The Army Corps is exploring options for an environmental mitigation project.
When the corps upgraded some levees in the New Orleans area, the process damaged wetlands.
Officials said they're required by law to make up for that by creating swamps and wetlands elsewhere.
"We looked at over 400 sites in the basin. Basically by law, we have to mitigate in kind, in basin," said Sohelia Holley, Senior Project Manager with the Army Corps. "That means, if you impacted swamp, you have to recreate that and you have to use the same watershed."
That led them to focus on the Raceland properties, which include the sugarcane-rich land owned by Brad Fields' family since 1924.

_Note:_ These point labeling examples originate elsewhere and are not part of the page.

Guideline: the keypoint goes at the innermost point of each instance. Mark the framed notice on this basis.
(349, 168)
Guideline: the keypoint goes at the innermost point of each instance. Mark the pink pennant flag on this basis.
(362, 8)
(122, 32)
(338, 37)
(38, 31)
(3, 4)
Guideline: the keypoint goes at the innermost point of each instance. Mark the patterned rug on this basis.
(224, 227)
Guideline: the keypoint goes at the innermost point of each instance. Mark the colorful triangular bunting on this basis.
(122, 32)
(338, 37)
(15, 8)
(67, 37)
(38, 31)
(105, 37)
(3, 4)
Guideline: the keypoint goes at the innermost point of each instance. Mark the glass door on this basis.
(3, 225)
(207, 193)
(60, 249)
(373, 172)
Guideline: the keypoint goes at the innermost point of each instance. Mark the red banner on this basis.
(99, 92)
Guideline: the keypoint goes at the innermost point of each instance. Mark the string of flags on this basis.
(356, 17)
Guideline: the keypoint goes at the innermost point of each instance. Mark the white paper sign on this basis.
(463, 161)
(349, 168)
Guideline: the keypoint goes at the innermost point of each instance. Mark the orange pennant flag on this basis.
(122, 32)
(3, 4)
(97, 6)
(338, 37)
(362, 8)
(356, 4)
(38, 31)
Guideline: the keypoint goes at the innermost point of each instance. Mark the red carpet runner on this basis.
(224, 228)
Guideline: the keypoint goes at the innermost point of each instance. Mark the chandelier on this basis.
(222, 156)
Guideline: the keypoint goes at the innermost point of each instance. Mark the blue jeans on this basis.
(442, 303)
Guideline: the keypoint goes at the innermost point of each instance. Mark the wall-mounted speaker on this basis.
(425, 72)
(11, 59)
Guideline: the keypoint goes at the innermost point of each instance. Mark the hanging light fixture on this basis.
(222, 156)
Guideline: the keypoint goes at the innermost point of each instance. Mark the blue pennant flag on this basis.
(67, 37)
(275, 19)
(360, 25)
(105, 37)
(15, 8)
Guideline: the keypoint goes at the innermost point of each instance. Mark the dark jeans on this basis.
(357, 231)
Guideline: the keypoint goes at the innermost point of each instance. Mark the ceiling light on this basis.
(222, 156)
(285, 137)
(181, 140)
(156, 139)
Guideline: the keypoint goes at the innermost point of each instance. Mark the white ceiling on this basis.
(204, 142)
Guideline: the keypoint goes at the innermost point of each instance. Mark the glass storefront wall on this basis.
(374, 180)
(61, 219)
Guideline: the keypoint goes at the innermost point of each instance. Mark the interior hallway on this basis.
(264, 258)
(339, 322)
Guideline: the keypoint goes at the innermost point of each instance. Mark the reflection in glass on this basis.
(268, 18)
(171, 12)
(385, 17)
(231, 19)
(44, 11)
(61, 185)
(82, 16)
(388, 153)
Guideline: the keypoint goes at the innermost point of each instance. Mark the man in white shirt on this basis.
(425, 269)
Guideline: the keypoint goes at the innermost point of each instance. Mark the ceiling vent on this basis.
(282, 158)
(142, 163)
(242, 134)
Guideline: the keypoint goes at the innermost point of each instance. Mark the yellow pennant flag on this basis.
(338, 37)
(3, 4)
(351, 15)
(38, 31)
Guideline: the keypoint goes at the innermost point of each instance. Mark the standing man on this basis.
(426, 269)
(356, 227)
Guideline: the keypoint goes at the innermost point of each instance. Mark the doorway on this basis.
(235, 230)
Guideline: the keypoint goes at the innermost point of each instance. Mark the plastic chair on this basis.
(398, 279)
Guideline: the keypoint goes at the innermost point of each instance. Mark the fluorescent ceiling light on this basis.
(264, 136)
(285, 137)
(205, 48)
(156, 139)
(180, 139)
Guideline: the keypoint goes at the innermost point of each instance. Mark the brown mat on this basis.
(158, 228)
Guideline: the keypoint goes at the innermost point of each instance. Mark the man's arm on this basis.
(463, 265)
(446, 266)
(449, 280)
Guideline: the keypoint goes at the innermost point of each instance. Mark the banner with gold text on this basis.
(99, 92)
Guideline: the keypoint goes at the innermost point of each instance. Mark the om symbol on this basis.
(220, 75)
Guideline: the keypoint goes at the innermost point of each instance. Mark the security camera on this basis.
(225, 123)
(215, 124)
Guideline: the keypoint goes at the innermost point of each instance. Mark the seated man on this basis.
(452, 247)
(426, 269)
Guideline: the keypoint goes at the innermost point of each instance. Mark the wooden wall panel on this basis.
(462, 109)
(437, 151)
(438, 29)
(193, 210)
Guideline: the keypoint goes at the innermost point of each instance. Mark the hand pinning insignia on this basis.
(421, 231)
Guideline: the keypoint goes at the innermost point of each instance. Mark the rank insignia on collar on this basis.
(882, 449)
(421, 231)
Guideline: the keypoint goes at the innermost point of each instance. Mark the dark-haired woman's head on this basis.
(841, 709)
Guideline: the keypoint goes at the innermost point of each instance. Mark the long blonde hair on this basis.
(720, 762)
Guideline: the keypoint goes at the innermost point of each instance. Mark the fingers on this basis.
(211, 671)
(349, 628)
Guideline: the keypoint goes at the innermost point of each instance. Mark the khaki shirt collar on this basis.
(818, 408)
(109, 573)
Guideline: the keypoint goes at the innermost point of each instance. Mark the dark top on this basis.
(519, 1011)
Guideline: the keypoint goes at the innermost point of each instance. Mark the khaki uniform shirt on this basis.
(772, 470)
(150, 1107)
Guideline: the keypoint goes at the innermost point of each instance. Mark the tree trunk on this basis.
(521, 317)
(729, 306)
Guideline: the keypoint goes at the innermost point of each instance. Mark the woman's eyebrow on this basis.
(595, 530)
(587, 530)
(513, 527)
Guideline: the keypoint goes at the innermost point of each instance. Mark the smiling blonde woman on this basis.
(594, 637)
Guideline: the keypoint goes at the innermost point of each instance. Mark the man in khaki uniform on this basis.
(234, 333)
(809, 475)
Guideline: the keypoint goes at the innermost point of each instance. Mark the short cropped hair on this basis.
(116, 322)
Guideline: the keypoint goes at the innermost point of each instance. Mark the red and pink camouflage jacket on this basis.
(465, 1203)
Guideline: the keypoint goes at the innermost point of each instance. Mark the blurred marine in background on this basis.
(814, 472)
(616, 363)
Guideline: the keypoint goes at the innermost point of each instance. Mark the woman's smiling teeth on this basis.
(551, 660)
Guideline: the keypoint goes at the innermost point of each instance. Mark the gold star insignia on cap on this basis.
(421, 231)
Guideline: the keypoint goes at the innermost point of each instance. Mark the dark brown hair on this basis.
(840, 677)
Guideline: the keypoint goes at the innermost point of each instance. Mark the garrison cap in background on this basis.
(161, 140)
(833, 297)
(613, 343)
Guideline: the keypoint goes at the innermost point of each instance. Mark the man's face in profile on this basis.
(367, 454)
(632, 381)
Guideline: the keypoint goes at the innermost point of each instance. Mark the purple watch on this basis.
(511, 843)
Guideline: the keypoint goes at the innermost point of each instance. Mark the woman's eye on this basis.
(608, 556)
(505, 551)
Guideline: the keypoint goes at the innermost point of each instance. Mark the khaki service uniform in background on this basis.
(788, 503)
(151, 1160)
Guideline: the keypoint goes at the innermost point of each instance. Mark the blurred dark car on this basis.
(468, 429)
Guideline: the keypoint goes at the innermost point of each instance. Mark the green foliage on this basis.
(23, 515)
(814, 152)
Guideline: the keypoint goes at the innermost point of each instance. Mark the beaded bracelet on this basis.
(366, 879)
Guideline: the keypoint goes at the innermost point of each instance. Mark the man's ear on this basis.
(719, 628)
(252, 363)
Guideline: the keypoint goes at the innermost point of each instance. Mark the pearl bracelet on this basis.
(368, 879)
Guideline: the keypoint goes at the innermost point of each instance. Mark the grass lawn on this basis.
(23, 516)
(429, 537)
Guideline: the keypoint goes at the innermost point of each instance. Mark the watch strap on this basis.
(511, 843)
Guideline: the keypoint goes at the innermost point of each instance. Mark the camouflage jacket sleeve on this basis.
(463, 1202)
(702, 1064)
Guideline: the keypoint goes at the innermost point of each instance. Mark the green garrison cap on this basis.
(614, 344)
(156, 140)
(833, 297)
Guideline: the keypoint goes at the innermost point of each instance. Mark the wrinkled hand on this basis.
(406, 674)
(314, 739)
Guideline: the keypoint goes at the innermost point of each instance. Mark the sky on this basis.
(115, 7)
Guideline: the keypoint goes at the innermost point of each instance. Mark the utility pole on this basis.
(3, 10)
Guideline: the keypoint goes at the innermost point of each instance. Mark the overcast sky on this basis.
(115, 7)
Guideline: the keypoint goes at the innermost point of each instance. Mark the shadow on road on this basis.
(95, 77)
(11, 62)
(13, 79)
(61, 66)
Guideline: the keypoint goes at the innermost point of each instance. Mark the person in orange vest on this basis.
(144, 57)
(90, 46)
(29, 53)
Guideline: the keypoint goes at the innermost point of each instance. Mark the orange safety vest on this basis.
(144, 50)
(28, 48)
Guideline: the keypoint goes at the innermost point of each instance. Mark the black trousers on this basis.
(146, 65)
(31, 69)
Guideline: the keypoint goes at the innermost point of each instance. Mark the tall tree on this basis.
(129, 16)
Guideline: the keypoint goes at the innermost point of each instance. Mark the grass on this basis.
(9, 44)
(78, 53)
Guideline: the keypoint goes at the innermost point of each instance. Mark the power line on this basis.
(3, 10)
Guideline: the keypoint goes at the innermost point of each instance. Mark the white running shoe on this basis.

"Most of the land for these land owners holds sentimental value for generations to come and we don't want to lose it," Fields said.
Fields was among an overflow crowd for a meeting on the issue Wednesday night. Army Corps officials stressed to those in attendance that the project is only tentative, and they vowed to consider all public comments in their decision.
Lafourche President Charlotte Randolph backed residents in criticizing the idea.
"In what universe does it make sense where you do $14 billion worth of work in Orleans Parish to protect the people there, and in order to mitigate the damage you did there, you come to Lafourche Parish and take property away from people who live here? That makes no sense to me," Randolph said.
Army Corps officials said they'll explore all options before taking private property, which they said would be a last resort. However, if that does happen, land owners would be paid a "fair market value" as determined by the state, officials said.
Those on hand at the meeting made their feelings clear.
"You want comments to be made so that you will know what the general lay of the land is, what people feel about this," said attorney Jerald Block, directing his comments to several Army Corps representatives. "They're against it. They're against any moving forward with the potential of losing their property."